Wednesday, June 27, 2012

Disease kills 75,000 goats in Congo

UNITED NATIONS, June 26 (UPI) -- A livestock disease has killed 75,000 goats in the Democratic Republic of the Congo, and many more goats and sheep are at risk of contracting it, officials say.

The United Nations Food and Agriculture Organization said DRC authorities report 1 million goats and 600,000 sheep are threatened by peste des petits ruminants, considered the most destructive viral disease affecting small flocks, the U.N. agency said in a release.

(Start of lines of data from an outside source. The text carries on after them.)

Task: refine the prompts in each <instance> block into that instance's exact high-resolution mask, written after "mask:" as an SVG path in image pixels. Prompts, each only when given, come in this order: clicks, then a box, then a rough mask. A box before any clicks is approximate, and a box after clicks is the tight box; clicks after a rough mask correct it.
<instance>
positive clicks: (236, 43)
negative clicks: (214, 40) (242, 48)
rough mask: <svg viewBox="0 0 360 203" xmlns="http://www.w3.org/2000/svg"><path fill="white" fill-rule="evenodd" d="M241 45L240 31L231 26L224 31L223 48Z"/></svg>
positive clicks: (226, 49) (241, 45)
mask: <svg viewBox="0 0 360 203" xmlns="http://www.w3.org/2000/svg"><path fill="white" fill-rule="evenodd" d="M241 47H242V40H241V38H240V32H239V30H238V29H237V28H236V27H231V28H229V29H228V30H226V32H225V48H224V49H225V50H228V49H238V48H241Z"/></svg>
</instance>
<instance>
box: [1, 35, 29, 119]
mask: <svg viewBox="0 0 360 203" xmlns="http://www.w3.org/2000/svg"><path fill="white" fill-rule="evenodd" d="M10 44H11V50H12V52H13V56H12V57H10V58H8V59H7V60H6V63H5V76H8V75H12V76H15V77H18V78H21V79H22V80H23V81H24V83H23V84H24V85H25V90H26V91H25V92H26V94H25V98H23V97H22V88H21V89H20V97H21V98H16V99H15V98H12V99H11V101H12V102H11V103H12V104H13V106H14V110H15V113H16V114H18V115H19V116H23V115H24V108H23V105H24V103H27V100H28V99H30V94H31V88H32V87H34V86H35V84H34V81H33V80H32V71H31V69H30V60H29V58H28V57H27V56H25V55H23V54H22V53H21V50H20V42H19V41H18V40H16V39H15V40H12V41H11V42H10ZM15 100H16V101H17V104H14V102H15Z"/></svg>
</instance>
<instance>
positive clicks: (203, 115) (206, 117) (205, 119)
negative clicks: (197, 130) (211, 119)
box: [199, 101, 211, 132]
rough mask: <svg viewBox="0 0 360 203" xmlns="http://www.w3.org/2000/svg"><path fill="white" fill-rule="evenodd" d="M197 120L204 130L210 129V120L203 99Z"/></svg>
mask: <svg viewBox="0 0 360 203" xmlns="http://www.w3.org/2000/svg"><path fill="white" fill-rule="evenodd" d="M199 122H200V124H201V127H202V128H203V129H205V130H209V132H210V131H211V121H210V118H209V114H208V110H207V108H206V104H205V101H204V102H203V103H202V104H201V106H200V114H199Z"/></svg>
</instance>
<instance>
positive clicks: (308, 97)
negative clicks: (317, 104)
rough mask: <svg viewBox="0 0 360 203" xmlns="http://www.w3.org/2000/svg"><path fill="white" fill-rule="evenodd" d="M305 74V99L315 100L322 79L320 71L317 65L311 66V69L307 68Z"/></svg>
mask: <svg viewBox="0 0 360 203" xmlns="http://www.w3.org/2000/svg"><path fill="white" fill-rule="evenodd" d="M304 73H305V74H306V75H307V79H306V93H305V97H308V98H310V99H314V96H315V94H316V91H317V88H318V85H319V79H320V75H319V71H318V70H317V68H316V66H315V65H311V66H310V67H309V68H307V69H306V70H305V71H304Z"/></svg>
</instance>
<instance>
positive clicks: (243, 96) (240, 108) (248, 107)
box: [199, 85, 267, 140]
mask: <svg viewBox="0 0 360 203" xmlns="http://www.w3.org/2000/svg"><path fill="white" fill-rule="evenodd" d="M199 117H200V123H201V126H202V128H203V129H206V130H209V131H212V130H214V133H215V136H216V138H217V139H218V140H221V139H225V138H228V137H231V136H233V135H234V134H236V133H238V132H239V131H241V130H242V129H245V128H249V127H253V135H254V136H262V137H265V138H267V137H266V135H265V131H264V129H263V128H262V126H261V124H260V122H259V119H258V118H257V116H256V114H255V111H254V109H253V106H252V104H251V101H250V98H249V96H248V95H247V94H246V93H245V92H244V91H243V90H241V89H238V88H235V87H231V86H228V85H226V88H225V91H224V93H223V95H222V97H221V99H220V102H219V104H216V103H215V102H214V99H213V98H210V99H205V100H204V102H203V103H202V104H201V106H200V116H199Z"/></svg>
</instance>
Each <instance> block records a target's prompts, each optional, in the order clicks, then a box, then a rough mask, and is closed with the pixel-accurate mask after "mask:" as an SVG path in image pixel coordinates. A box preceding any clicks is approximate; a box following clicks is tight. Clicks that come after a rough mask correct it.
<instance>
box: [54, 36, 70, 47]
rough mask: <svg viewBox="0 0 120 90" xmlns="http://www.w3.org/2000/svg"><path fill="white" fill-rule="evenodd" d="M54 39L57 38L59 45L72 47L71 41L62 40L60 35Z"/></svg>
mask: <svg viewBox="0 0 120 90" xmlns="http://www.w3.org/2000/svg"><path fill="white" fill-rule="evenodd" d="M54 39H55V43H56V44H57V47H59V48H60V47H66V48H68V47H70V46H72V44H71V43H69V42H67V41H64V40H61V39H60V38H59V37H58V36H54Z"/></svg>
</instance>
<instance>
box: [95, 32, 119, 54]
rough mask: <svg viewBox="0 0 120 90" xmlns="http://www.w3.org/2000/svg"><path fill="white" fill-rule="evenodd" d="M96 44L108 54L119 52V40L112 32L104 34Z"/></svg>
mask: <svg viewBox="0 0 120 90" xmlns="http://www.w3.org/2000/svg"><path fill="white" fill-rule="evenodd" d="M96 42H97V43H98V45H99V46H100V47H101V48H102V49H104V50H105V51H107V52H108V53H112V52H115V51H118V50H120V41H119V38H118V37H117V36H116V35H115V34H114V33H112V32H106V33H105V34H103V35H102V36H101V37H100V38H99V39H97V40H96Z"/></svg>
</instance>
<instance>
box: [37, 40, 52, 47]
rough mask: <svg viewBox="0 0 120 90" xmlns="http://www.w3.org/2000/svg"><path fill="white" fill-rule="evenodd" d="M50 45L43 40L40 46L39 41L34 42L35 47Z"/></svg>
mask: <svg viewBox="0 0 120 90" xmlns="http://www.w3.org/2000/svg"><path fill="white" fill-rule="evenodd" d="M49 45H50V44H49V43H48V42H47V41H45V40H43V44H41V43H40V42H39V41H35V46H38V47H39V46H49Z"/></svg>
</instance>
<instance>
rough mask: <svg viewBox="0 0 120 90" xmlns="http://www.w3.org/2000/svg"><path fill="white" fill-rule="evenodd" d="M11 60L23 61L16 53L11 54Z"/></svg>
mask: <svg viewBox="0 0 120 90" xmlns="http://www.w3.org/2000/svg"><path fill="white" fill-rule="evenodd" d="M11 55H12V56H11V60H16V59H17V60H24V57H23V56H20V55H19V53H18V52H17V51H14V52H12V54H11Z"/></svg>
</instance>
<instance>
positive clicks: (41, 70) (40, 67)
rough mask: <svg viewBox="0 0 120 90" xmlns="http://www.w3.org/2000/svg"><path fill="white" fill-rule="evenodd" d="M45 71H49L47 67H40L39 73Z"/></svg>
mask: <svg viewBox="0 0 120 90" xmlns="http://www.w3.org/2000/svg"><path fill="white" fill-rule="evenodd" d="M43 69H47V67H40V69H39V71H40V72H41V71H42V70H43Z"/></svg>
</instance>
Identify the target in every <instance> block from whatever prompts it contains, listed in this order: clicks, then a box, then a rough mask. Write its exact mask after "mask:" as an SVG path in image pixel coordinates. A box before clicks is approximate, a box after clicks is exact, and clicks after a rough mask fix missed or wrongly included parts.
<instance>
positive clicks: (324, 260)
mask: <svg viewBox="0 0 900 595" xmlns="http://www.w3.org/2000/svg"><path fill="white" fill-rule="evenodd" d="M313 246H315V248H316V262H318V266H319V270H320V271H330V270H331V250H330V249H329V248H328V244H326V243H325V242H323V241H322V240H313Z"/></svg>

"This is the worst livestock epidemic in the country in more than 10 years," the organization's representative in DRC, Ndiaga Gueye, said in the release.

Farmers, he said, have been moving their animals away from infected villages, which in turn has spread the virus to healthy flocks.

A recent emergency mission by the U.N. organization and the World Organization for Animal Health found the current outbreaks especially lethal, with an 86 percent mortality rate in goats.

An emergency FAO project will provide money for vaccinating 500,000 sheep and goats in areas not yet affected, raising awareness through rural radio and village meetings about steps farmers can take to prevent the disease and increasing surveillance for it.

The disease does not affect humans but can cause extensive social and economic losses, the release said.